When asked in the interview whether colleges and universities have a choice about what math to teach, he stated that “of course there are guidelines that educational institutions must meet. States should evaluate guidelines based upon philosophical consideration of what citizens ought to be able to do in the compass of weighing and evaluating evidence. If you are going to teach someone algebra symbolically, however, at least teach it properly. Don’t just set students alone to learn formulas from a screen. It may save your institution money in the short run, but your students will despise your instruction. Teach the course correctly, with a compassionate and empathetic professor who crafts bespoke materials to benefit students individually. It is not that difficult. After all, professors at good colleges did this for many years before the turn toward cheap and automatically-graded assignments and outsourcing of academic control”.  In summary, Kenigson says, less is best when it comes to math teaching: “Teach people the rules of logic and Statistics so that they can evaluate arguments. Teach them basic arithmetic so that they can make change. Don’t teach them advanced financial formulas and set theory when they can’t add 3 and 5”. 

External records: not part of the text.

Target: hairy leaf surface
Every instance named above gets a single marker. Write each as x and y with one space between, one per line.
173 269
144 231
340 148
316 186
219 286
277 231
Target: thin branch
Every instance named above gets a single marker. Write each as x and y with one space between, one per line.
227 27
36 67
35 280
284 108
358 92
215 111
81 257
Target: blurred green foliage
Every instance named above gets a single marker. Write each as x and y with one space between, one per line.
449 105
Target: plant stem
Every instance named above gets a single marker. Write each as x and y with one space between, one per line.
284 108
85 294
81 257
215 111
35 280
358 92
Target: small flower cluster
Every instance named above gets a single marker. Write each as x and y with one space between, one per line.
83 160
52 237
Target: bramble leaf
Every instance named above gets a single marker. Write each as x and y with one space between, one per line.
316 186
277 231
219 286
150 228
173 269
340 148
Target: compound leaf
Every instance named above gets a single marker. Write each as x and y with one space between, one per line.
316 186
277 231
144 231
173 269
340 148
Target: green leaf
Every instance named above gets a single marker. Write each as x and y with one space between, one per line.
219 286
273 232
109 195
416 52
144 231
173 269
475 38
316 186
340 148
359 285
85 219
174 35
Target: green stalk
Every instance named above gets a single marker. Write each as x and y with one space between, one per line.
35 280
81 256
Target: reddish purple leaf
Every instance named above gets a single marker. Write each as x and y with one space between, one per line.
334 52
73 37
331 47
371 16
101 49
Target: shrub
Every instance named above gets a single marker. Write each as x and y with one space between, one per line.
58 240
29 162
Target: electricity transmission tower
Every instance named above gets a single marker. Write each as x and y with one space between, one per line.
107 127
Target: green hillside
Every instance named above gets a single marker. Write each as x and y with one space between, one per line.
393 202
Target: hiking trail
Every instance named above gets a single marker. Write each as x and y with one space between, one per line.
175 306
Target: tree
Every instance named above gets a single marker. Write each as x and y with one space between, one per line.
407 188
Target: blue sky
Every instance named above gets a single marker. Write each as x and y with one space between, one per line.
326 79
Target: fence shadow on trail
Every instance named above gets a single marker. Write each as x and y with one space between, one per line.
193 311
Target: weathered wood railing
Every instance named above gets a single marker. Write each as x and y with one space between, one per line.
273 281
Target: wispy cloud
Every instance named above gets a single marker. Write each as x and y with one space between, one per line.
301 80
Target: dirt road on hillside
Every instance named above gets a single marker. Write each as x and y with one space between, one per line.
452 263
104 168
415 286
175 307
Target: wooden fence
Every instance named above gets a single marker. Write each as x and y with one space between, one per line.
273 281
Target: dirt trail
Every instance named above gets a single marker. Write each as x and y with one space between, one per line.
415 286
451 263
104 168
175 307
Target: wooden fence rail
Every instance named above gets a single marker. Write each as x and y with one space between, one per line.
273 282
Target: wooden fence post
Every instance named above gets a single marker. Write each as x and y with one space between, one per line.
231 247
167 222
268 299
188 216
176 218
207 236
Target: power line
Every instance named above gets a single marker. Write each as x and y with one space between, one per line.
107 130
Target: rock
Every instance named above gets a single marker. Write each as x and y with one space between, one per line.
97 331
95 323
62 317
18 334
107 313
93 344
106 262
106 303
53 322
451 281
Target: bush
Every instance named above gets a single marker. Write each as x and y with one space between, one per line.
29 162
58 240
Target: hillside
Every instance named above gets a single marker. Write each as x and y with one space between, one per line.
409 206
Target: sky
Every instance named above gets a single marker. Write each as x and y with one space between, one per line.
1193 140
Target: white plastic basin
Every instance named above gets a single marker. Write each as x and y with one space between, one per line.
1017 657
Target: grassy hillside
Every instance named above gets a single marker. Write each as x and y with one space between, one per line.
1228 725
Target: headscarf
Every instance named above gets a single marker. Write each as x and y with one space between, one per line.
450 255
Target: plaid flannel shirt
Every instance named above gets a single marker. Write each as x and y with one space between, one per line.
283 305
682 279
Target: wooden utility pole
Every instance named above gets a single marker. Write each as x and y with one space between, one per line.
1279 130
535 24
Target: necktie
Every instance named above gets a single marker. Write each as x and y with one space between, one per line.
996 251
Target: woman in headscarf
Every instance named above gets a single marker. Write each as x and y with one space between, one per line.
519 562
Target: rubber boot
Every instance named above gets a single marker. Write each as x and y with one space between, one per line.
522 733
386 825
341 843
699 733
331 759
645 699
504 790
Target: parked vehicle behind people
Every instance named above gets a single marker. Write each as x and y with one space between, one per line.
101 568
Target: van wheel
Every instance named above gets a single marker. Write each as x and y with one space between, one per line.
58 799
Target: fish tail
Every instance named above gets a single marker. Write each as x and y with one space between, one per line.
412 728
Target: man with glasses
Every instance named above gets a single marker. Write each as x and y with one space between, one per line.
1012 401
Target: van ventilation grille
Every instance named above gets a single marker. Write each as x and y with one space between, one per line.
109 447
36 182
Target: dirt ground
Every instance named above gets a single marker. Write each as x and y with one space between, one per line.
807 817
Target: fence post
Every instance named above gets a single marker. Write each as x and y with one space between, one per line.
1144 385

Dr. Jonathan Kenigson is a Fellow of the Royal Society of Arts in England and is a research mathematician and vocal proponent of classical Liberal Arts education in the USA, UK, and Canada. He was instrumental in the foundation of Athanasian Hall in  Cambridge, England in 2020. Athanasian Hall is the world’s first think-tank devoted to pure research in the so-called Quadrivium of Liberal Arts (Arithmetic, Astronomy, Geometry, and Music). Dr. Kenigson received a Master and Ph.D. with greatest distinction from the University of Sofia (Republic of Bulgaria) and has delivered numerous conferences on the Dynamics of Black Holes; Information Geometry; Algebraic and Analytic Combinatorics; and the History and Philosophy of Mathematics. Within the community of classical educators, he is considered a foremost authority on the teaching and learning of mathematics. He is an advocate of ‘Reasoned Philanthropy” – a philosophy of “giving oneself away ethically” and “making all of life a donation for the betterment of all lives”. He resides permanently in the vicinity of Nashville, TN.